Advisory: Managing Commercial Real Estate Concentrations in a Challenging Economic Environment
Summary:
The FDIC is issuing this advisory to reemphasize the importance of strong capital, appropriate credit loss allowance levels, and robust credit risk-management practices for institutions with commercial real estate (CRE) concentrations. It also conveys several key risk management practices for institutions to consider in managing CRE loan concentrations in the current challenging economic environment. Additionally, the advisory reemphasizes the importance of effectively managing liquidity and funding risks, which can compound lending risks, particularly for CRE-concentrated institutions. This advisory replaces the 2008 advisory: Managing Commercial Real Estate Concentrations in a Challenging Environment (issued March 17, 2008).
Statement of Applicability: The contents of, and material referenced in, this FIL apply to all FDIC-supervised financial institutions.
Highlights:
- The FDIC is issuing this FIL to reemphasize the importance of strong capital and credit loss allowance levels, as well as robust credit risk management practices, for institutions with concentrated CRE exposures.

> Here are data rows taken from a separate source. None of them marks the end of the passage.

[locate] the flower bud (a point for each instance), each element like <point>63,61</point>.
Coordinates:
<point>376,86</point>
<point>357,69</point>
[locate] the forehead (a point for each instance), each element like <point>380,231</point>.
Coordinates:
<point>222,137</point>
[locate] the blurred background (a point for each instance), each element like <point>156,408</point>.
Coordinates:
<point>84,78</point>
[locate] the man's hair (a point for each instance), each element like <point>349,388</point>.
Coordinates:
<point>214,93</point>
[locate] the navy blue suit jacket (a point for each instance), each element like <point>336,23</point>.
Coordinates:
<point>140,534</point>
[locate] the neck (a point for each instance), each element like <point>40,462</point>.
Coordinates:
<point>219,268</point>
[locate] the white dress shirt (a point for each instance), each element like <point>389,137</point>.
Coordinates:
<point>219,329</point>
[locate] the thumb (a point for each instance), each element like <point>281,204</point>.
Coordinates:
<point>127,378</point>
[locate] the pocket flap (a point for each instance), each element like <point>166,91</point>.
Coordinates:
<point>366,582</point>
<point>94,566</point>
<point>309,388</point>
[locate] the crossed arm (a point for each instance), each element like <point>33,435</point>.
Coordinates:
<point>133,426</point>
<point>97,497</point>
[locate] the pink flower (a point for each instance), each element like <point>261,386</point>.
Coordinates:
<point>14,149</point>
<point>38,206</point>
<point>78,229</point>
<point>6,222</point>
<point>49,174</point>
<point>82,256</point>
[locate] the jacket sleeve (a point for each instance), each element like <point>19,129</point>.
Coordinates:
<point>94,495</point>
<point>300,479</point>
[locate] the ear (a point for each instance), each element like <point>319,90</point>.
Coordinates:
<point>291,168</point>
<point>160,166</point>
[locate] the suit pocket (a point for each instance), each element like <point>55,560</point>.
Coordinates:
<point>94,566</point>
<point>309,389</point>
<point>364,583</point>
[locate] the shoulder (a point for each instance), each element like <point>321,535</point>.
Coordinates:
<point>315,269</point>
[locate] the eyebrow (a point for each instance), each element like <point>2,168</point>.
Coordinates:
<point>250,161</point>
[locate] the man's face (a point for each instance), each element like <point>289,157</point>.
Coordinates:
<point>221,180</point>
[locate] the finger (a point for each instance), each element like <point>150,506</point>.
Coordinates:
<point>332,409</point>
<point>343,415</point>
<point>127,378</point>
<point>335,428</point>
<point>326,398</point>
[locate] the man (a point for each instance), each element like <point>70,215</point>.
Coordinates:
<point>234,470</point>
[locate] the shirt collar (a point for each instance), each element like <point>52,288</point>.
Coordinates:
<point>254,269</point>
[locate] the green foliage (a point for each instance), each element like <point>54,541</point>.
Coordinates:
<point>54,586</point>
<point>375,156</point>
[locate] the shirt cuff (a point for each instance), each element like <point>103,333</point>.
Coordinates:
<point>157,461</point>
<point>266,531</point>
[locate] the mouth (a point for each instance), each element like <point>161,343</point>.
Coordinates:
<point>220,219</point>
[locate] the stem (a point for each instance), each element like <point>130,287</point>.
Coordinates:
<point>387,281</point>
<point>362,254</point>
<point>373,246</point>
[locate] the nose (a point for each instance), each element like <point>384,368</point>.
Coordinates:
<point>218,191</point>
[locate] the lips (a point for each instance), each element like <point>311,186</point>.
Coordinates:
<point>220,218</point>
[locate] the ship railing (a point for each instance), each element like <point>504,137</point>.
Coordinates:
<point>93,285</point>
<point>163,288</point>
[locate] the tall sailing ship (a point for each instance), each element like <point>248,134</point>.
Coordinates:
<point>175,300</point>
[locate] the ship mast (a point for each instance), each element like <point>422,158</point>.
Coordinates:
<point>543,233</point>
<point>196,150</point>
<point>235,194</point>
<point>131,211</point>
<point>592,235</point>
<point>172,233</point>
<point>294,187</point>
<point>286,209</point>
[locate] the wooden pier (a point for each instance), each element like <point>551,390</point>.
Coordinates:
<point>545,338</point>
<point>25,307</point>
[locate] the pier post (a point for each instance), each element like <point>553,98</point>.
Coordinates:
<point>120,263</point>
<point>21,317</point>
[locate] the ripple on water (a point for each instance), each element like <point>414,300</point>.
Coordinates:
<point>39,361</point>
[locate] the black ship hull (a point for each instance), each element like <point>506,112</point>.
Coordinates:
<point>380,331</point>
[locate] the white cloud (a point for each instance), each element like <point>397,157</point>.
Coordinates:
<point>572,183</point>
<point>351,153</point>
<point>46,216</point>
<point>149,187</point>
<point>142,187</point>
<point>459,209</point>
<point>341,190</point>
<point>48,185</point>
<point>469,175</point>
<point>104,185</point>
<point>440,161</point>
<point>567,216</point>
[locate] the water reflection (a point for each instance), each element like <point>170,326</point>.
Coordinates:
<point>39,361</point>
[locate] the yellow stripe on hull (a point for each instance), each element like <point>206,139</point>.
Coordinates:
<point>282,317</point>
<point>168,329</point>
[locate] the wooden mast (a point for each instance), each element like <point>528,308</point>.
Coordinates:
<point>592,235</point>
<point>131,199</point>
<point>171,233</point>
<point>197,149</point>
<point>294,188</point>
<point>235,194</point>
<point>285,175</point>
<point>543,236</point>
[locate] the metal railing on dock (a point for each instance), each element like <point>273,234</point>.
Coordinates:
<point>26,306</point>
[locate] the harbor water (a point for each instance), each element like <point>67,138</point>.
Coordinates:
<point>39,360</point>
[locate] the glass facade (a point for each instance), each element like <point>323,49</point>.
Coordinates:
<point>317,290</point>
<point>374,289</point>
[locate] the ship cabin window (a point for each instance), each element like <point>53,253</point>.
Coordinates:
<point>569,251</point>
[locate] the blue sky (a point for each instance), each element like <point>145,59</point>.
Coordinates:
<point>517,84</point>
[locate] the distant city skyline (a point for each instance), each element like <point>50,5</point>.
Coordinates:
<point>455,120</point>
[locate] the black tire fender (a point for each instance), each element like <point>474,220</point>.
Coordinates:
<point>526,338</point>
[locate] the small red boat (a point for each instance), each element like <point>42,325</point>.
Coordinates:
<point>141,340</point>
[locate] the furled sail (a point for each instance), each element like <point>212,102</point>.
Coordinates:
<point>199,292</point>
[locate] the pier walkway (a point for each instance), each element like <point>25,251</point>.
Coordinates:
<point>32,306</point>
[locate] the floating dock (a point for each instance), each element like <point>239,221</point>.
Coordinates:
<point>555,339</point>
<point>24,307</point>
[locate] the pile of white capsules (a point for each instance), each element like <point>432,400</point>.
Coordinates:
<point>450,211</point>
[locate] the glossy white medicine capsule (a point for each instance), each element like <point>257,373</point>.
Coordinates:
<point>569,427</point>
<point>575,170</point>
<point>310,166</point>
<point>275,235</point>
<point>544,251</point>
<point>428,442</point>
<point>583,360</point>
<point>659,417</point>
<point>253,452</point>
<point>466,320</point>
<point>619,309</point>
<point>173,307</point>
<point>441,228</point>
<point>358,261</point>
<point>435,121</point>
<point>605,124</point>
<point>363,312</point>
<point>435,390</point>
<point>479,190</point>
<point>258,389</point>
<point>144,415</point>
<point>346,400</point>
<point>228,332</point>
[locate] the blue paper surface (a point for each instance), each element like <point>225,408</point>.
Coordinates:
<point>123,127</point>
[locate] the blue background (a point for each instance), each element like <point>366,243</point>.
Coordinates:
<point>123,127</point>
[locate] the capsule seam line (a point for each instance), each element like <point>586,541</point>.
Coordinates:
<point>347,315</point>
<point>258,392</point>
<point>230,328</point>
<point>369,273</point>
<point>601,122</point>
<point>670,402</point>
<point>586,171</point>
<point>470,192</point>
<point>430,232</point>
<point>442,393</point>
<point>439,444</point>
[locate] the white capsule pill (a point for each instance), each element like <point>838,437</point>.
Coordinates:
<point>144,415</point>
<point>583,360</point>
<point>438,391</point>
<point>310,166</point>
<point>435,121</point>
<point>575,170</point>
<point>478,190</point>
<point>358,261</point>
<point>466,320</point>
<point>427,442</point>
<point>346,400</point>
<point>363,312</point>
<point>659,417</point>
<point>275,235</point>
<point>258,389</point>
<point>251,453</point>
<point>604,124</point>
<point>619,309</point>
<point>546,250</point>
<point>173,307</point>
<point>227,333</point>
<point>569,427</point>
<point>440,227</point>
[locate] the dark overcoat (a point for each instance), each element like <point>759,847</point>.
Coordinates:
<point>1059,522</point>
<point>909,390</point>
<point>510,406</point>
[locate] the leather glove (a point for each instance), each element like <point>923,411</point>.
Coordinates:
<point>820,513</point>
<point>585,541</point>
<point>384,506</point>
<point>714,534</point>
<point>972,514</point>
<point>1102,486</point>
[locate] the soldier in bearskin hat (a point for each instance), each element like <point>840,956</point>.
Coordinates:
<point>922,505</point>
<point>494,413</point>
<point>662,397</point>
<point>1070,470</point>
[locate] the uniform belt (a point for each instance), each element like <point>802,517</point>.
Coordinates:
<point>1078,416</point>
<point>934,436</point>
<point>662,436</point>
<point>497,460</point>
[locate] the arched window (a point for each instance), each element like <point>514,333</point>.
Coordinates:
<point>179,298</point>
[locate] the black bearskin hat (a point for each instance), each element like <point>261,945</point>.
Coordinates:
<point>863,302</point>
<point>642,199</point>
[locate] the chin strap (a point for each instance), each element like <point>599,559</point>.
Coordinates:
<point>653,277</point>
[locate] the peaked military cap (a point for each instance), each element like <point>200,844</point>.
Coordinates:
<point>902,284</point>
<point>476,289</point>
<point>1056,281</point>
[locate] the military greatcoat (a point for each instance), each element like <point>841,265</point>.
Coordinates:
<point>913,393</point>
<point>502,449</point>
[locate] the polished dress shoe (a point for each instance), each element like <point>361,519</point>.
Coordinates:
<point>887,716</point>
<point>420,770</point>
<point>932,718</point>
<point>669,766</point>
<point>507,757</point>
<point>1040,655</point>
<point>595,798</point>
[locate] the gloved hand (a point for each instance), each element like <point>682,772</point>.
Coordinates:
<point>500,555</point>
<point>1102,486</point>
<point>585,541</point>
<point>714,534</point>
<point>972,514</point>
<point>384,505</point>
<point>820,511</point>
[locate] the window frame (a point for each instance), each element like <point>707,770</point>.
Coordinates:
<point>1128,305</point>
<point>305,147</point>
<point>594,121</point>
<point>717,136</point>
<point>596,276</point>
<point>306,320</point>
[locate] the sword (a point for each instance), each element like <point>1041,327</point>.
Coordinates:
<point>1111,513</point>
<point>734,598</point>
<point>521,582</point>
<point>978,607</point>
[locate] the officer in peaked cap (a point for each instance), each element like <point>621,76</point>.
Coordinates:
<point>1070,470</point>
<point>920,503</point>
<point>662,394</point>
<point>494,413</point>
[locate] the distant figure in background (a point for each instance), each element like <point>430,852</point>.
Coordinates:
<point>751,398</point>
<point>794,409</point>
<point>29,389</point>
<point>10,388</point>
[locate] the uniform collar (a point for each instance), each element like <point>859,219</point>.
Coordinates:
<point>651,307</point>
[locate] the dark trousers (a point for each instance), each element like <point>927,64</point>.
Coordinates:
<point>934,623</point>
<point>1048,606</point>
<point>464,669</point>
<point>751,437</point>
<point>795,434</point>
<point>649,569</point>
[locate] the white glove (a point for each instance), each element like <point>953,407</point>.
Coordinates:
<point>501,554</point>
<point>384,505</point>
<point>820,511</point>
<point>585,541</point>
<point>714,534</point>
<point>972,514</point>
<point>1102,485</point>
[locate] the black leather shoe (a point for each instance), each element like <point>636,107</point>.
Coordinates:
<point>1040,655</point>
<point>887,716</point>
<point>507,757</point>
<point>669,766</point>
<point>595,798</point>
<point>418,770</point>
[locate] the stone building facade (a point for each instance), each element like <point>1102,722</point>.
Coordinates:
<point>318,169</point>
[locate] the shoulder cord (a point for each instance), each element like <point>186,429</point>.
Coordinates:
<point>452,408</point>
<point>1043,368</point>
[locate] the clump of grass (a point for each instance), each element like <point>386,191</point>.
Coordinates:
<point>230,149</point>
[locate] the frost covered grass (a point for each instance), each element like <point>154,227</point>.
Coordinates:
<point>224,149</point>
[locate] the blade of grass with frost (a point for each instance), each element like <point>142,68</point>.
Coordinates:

- Institutions with significant CRE concentrations are advised to consider the risk management principles discussed in the joint Guidance on Concentrations in Commercial Real Estate Lending, Sound Risk Management Practices (issued December 6, 2006), and the Interagency Policy Statement on Allowances for Credit Losses (Revised April 27, 2023).
- The advisory also identifies key risk-management actions for financial institutions with significant CRE concentrations to manage through changes in market conditions:
- Maintain strong capital levels,
- Ensure that credit loss allowances are appropriate,
- Manage construction and development (C&D) and CRE loan portfolios closely,
- Maintain updated financial and analytical information,
- Bolster the loan workout infrastructure, and
- Maintain adequate liquidity and diverse funding sources.
- Institutions are encouraged to continue making CRE credit available in their communities using prudent lending standards that rely on strong underwriting and loan administration practices.